Home Secretary Theresa May has banned the extreme Islamic group Muslims Against Crusades (MAC), as of midnight Nov. 10.
"I have today laid an Order which will proscribe Muslims Against Crusades from midnight tonight," May said.
"This means being a member of or supporting the organisation will be a criminal offence.
"I am satisfied Muslims Against Crusades is simply another name for an organisation already proscribed under a number of names including Al Ghurabaa, The Saved Sect, Al Muhajiroun and Islam4UK.
"The organisation was proscribed in 2006 for glorifying terrorism and we are clear it should not be able to continue these activities by simply changing its name."
MAC had planned to demonstrate in London on Nov. 11, while remembrance services take place.
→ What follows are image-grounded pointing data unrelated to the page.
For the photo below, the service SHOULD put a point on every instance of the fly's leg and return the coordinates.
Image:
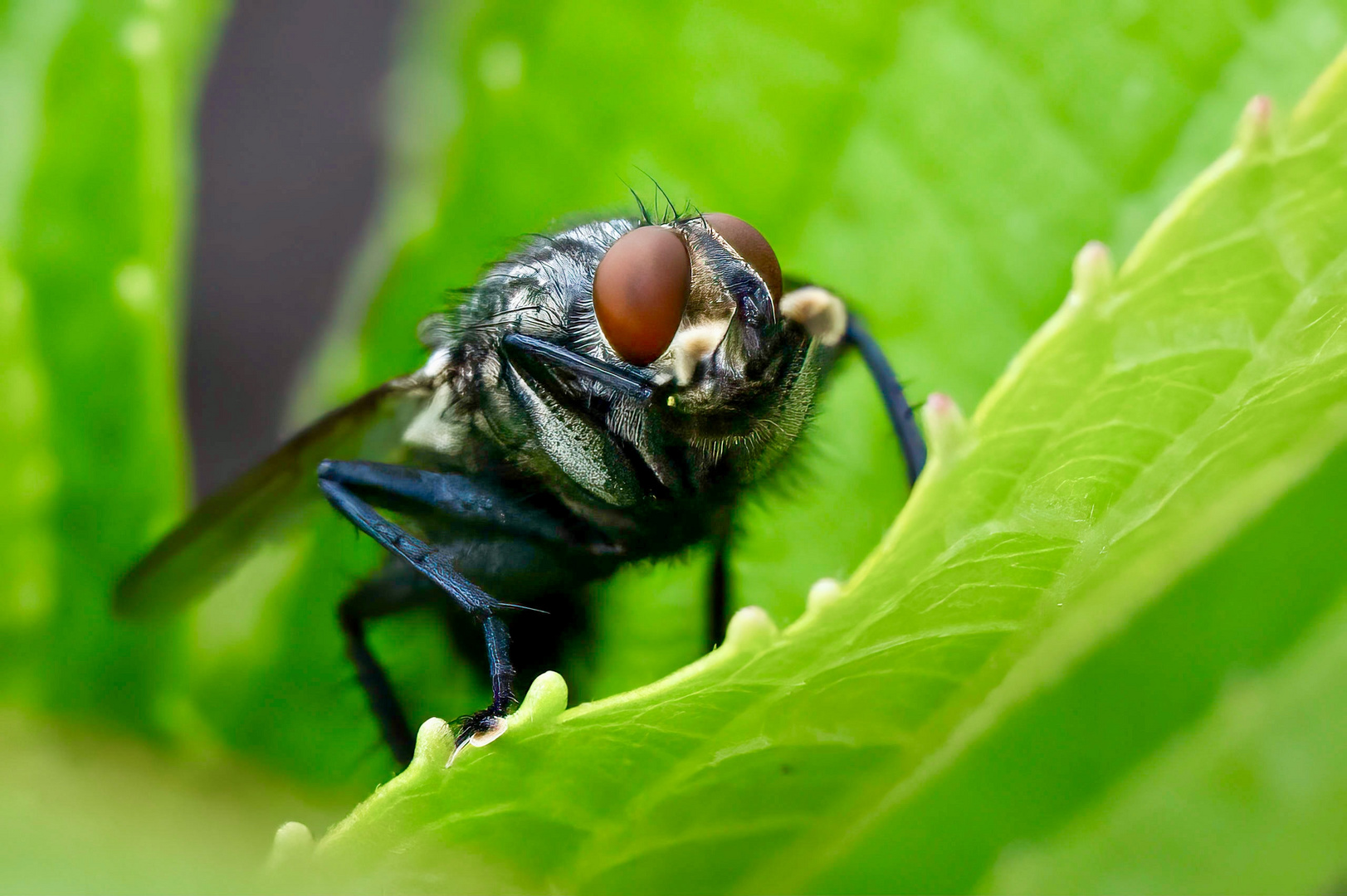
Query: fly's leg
(895, 402)
(343, 483)
(368, 602)
(718, 593)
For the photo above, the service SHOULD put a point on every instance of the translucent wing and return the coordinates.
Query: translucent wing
(233, 524)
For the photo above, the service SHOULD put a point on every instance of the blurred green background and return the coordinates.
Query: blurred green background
(938, 163)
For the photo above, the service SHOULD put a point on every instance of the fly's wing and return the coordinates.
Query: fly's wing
(264, 503)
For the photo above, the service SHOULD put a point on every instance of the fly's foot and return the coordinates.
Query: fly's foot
(481, 728)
It will now be illegal for them to do so.
Recently one of MAC's members was fined £50 by a court for burning poppies on Armistice Day in 2010.
Emdadur Choudhury burnt poppies as he chanted hate slogans at a march celebrating the British armed forces, while demonstrating with MAC.
MAC's leader, Anjem Choudary, told IBTimes UK that his "objective has been achieved".
He claims the government uses poppies as a "fig leaf from which to hide behind" to stifle debate about the "atrocities" in the Middle East.
Instead of silencing the group's aims, the government has "amplified our voice", says Choudary.
"This is a test of Allah ... and shows a failure on freedom of expression from this government."
MAC will now dissolve, he adds.
News Editor of Index on Censorship Padraig Reidy said the Home Secretary points out herself that the organisation has simply changed names each time it is banned, rather than disappear.
"Therein lies the problem in banning," he said.
"You will inevitably have a new group emerging."
He described it as a "futile gesture" and that any re-emergence "points to the futility of banning organisations".